MCDONALDS CORP
Shareholder Proposals
Item 4
Require separation of the Chairman and CEO roles and adopt a policy to have an independent (non-CEO, preferably non-former-CEO) Chair.
This proposal asks the Board to amend McDonald’s governing documents to require that the roles of Chairman of the Board and Chief Executive Officer be held by two separate persons and that the Chair be an independent director (and not a former CEO). It permits a temporary non-independent Chair while the Board searches for an independent Chair and asks that any selection be consistent with Delaware law and existing contracts. The proponent frames the change as strengthening independent oversight of management by separating leadership and oversight roles.

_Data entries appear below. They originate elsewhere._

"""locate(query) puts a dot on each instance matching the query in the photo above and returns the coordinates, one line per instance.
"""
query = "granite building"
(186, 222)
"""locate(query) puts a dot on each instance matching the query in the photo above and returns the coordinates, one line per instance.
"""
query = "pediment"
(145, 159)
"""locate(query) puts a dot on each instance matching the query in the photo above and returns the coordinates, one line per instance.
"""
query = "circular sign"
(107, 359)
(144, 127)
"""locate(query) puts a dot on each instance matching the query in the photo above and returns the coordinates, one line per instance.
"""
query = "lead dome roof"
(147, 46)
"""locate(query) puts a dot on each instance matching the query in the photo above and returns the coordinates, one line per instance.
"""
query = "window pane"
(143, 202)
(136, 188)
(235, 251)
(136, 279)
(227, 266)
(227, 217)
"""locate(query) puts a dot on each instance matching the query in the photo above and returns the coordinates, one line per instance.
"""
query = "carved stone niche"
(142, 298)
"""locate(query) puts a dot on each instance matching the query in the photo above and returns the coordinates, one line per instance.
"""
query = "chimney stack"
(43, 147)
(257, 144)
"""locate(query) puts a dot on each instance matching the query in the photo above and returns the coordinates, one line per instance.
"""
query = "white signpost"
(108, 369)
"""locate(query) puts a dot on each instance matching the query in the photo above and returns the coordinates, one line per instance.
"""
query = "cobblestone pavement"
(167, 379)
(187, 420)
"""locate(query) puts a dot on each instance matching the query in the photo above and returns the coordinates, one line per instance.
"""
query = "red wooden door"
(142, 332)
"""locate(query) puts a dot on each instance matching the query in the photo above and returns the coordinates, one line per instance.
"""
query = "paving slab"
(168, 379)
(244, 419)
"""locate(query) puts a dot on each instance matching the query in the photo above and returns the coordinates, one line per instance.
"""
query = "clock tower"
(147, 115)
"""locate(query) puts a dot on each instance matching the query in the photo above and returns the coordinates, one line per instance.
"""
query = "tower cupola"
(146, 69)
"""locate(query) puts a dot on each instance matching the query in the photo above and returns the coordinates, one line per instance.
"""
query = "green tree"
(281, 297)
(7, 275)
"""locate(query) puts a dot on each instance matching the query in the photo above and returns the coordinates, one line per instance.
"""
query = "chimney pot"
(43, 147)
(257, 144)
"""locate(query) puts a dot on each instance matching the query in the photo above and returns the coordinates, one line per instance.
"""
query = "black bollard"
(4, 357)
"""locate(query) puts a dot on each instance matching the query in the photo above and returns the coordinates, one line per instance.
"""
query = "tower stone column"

The request would be implemented via Board action and amendment of governing documents if adopted.
Item 5
Allow shareholders to act by written consent with a minimum ownership threshold equal to the votes required to approve actions at a meeting.
This proposal requests that the Board enable shareholders to take corporate action by written consent, allowing those shareholders who hold the minimum number of votes needed to approve an action at a meeting (i.e., the same voting threshold) to effect that action without convening a meeting. The request would permit shareholders to initiate any topic via written consent and seeks removal of restrictions based on length of ownership. The proponent argues the change is needed because McDonald’s current special-meeting threshold (25% of outstanding shares) is more onerous than a 10% threshold the proponent cites as reasonable under Delaware law, and that written consent would give shareholders additional leverage to address underperformance or urgent governance matters. The proposal would require the Board to take steps and amend governing documents consistent with applicable law to authorize written-consent actions.